Eadulf schaute sie an. Sein Gesichtsausdruck veränderte sich nicht. Er zuckte mit der Schulter.

»Ich kann so nicht weitermachen, Fidelma«, sagte er schlicht. »Als wir noch nicht miteinander verheiratet waren, habe ich jene Antipathie nicht gespürt, die mir jetzt von den Menschen, die dich umgeben, entgegengebracht wird. Ich kann es nicht ertragen, wie dein Tun und deine ganze Art mir gegenüber diese Feindseligkeit zu entschuldigen scheinen.«

Fidelma dachte eine Weile nach, ehe sie antwortete.

»Meinen Charakter kann ich nicht ändern. Eine Weile habe ich den Entschluß über die Gefühle, die wir füreinander hegten, hinausgezögert, wie du wohl weißt. Ich wußte, wenn du hier mit mir in Cashel leben würdest, würde man dich vor unserem Gesetz wie einen Ausländer behandeln, wie einen landlosen Ausländer mit begrenzten Rechten. Es gibt Entscheidungen, die ich vor unserem Gesetz treffen darf und du nicht.«

»Dein Gesetz ist nicht das meine, Fidelma. Da gibt es noch viel zu bedenken, was die Zukunft betrifft.«

»Herrscht zumindest bis zu dem Zeitpunkt, an dem Alchu wieder bei uns ist, Friede zwischen uns?« fragte sie leise.

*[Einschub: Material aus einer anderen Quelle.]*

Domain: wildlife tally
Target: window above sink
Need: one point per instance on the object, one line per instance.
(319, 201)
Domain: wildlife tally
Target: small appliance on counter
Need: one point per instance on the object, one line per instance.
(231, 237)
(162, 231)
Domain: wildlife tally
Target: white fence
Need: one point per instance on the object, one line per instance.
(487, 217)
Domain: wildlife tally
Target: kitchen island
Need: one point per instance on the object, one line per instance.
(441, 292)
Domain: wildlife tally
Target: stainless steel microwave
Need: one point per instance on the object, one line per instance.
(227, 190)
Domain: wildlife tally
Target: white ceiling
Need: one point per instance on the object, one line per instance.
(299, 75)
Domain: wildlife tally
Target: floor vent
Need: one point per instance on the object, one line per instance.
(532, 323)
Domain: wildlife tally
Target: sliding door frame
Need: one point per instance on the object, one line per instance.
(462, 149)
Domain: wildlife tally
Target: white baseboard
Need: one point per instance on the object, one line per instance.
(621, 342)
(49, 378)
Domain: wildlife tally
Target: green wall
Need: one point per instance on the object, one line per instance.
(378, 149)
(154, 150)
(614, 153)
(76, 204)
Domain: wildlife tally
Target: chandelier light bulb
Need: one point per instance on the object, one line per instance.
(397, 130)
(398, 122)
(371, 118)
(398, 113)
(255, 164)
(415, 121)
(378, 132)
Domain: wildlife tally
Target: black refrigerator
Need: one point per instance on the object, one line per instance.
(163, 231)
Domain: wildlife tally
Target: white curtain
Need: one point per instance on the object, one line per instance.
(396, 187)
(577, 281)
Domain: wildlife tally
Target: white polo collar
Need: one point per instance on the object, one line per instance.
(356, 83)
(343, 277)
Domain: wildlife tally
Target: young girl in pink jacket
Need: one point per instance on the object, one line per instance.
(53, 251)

Eadulf dachte einen Moment nach.

»So soll Friede sein«, verkündete er schließlich. »Sobald Alchu wieder sicher bei uns ist und die Schuldigen gefunden sind, werden wir weiterreden. Absit invidia«, fügte er hinzu. »Böse Absichten mögen fern sein.«

Fidelma lächelte traurig. »Mox nox in rem«, entgeg-nete sie ernst. »Die Sache mag eine Weile ruhen.«

»Was können wir tun, bis uns die Entführer ein Zeichen von Alchu geben?«

»Ich muß einige Nachforschungen anstellen über einen gewissen grünen Seidenumhang, erinnerst du dich?« fragte Fidelma. »Und das werde ich jetzt tun.« Eadulf wollte sie begleiten, doch sie schüttelte rasch den Kopf. »Diesmal werde ich allein gehen. Es handelt sich um etwas rein Persönliches.«

Eadulf war besorgt. »Wo willst du hin? Ich sollte es wissen, falls dir außerhalb dieser Mauern Gefahr droht.«

»Ich glaube nicht, daß es für mich gefährlich wird, Eadulf. Sonst würde ich es dir sagen. In diese Sache kann ich niemanden einweihen, falls ich einen Fehler machen sollte. Aber ich kann dir versichern: ich werde mich nicht außerhalb der Stadtmauern aufhalten und ich werde bald zurück sein.«

Eadulf wollte sich nicht damit zufriedengeben.

»Ich schwöre dir, Eadulf«, fuhr sie fort, »sobald ich zurück bin, werden wir etwas essen, und ich werde dir berichten, wo mich mein Verdacht hingeführt hat.«

Eadulf wußte, daß er das so akzeptieren mußte.